Helena Bonham Carter (istri Tim Burton, sutradara “Alice in Wonderland” (2010)), dengan sangat cerdas mampu meyakinkan saya dengan penampilannya sebagai Kate, sang tokoh utama. Digambarkan tokoh Kate ini sebagai wanita muda yang dingin sekaligus manipulatif. Dalam pemahaman saya, tokoh Kate ini termasuk tokoh yang rentan untuk diperankan: sekali saja Helena Bonham Carter over-emosif, maka kacau sudah. Untungnya Helena Bonham Carter sangat sensitif dan sangat spesifik kali ini (dan memang sepertinya beliau termasuk aktris-aktris yang expert untuk memerankan tokoh dalam period drama). Bahkan menjelang akhir cerita, ketika Kate dihadapkan pada kerinduan dan dilema kesesakan yang dia rasakan atas perbuannya, Helena Bonhan Carter dengan pintar mampu menampilkan sosok seperti itu. Dari sekian banyak perannya, kurasa penampilan Helena Bonham Carter di film ini merupakan yang terbaik yang pernah dia lakukan (bahkan hingga tahun 2010 ini). Tidak heran beliau dinominasikan dalam kategori Best Acrtress Oscar dalam perannya di film ini.

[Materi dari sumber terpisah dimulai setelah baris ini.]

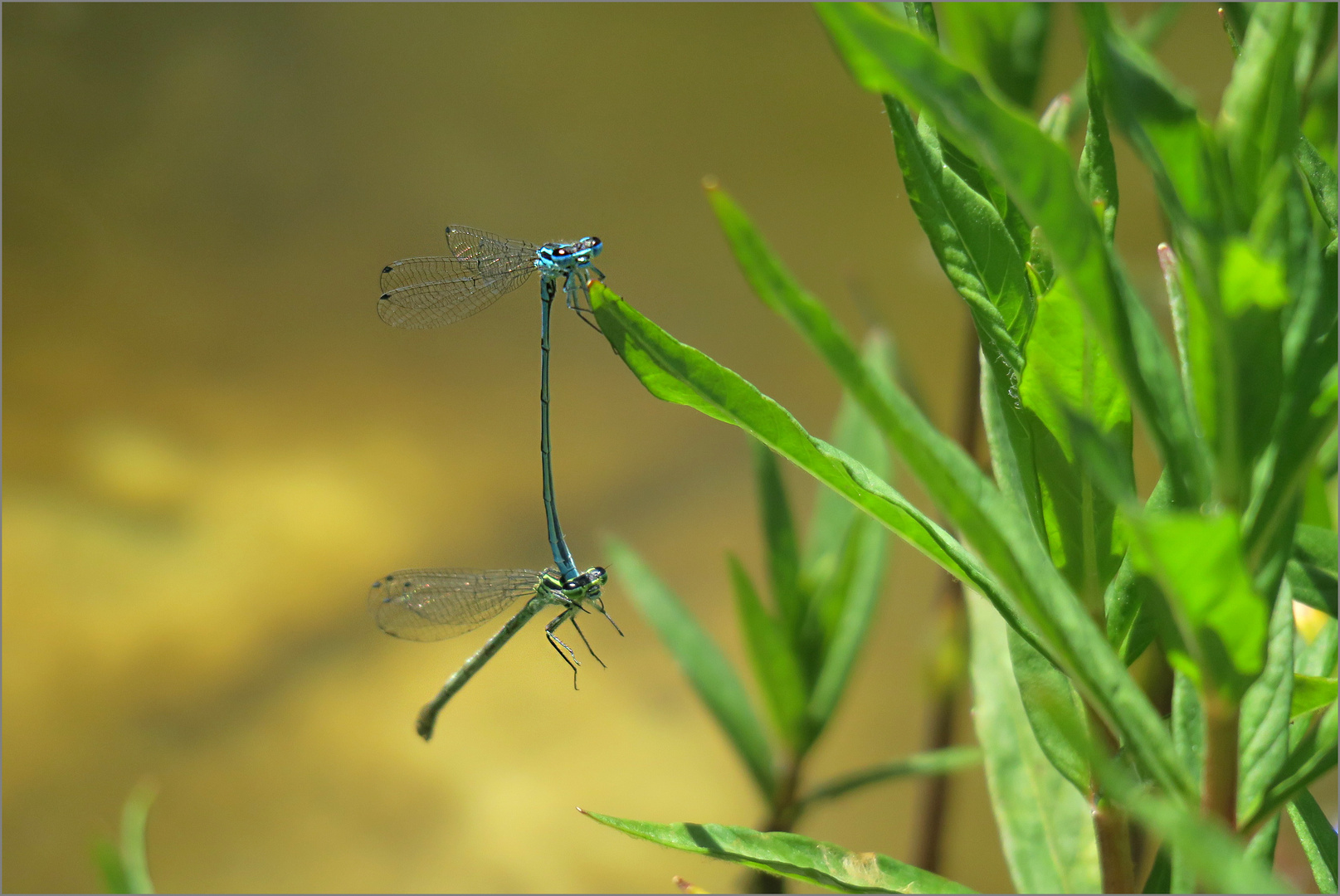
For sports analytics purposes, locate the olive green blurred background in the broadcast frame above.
[2,4,1264,891]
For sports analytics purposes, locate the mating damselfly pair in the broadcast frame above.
[368,226,623,741]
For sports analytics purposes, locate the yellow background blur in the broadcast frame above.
[2,4,1318,891]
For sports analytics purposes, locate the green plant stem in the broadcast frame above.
[1087,707,1135,894]
[1201,694,1238,832]
[913,310,982,872]
[745,757,802,894]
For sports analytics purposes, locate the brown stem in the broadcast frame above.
[743,759,800,894]
[1201,694,1238,832]
[913,310,982,870]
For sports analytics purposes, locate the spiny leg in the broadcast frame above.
[544,628,582,691]
[573,619,610,669]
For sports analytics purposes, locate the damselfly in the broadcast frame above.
[368,567,621,741]
[368,226,623,741]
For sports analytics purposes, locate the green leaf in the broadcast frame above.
[591,275,1190,793]
[1168,670,1205,894]
[1216,2,1299,220]
[577,809,972,894]
[1094,759,1289,894]
[819,4,1209,514]
[1289,677,1336,719]
[1293,137,1336,235]
[799,746,982,807]
[728,554,806,752]
[1238,588,1293,825]
[753,442,806,635]
[1079,60,1120,245]
[967,592,1100,894]
[591,284,1009,650]
[879,98,1033,383]
[806,506,889,734]
[713,178,1189,793]
[802,329,896,570]
[1018,277,1131,611]
[94,782,158,894]
[1129,513,1268,704]
[1240,704,1336,829]
[1289,790,1340,894]
[939,2,1052,109]
[1007,630,1091,797]
[606,538,776,800]
[1099,474,1172,665]
[1285,523,1338,616]
[1220,238,1289,318]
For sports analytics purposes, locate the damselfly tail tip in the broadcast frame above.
[414,704,436,741]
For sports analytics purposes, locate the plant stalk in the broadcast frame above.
[745,757,802,894]
[913,314,982,872]
[1201,694,1238,832]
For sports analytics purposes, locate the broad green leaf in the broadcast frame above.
[800,746,982,807]
[1018,277,1131,612]
[1289,790,1340,894]
[1289,670,1336,719]
[1240,704,1336,829]
[1079,60,1120,245]
[1129,513,1268,704]
[1285,523,1338,616]
[606,538,776,798]
[939,2,1052,109]
[752,441,806,635]
[1238,588,1293,825]
[728,554,806,752]
[1007,630,1092,797]
[967,592,1100,894]
[591,273,1190,794]
[808,506,889,733]
[1096,759,1289,894]
[577,809,972,894]
[94,783,157,894]
[591,284,1022,650]
[819,4,1209,504]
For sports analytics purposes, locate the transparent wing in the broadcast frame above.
[377,225,536,329]
[377,256,534,329]
[368,569,541,641]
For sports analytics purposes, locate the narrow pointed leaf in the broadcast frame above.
[591,277,1190,794]
[1289,790,1340,894]
[606,538,776,798]
[819,4,1209,504]
[729,554,806,750]
[579,809,972,894]
[752,442,806,639]
[967,593,1100,894]
[1238,588,1293,825]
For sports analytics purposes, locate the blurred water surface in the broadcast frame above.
[2,4,1275,892]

Pemain yang lain pun mampu menghipnotis saya denga penampilan mereka. Sebut saja, Alison Elliot yang mampu mebawakan tokoh Millie yang sekarat tapi tetap memancarkan kehidupan. Linus Roache yang lebih pintar lagi menampilkan sosok Merton yang dihadapkan pada persimpangan perasaan. Bahkan Charlote Rampling sekalipun, yang hanya mendapat peran kecil sebagai bibinya Kate, cukup mampu memuaskan saya dengan penampilannya sebagai wanita dingin, kaku, tapi tetap menyiratkan sayang. Terlebih, semua pemain tidak bermain klise di sini, justru penampilan-penampilan mereka bisa dibilang super (untuk ukuran romantis) dan di atas rata-rata.

Dari penokohannya, sebenarnya bisa dilihat betapa Henry James (sang novelis) dengan pintar telah menyuguhkan tokoh-tokoh yang mengemban nilai-nilai berbeda bagi novelnya. Lantas bagaimana dengan “romantis”-nya? Seperti yang sudah saya katakan di awal-awal, kemesraan di film ini lebih pada intensitas hubungan antar tokohnya, bukan adegan mesra-mesraannya. Dan sebagai tambahan, saya sangat suka pengambaran adegan demi adegan film ini yang menurut saya sangat natural dan tidak over-dramatis.

Tetek Bengek Lain

Layaknya “Pride & Prejudice”, cerita romantis yang mengemban nilai-nilai lebih, film ini berjalan lambat dan cenderung mendayu-dayu. Kalau dibandingkan lebih dalam lagi, film ini berjalan sedikit lebih cepat dan lebih mendayu ketimbang “Pride & Prejudice”. Maka, film ini sangat tidak saya anjurkan buat penonton yang tidak sabaran.

Sebagai tambahan kecil, ada adegan seks yang menampilkan tubuh full-frontal bugil Helena Bonham Carter (yang sebenarnya gak tampak-tampak amat). Sebenarnya adegan ini tidak terlalu penting, tapi berterima kasih lah karena sang sutradara sendiri memasangnya pada posisi yang tidak menganggu. Secara garis besar, ini termasuk film roman - period yang menurut saya sanga bagus. Lebih jauh lagi, penampilan pemain, penyajian adegan, dan nilai-nilai lebih yang diemban sangat mampu menutupi tema utama film ini yang sebenarnya cukup klise.

Untuk urusan skor, film ini saya beri skor yang sama dengan “Pride & Prejudice” (walaupun saya belum tulis resensi-nya).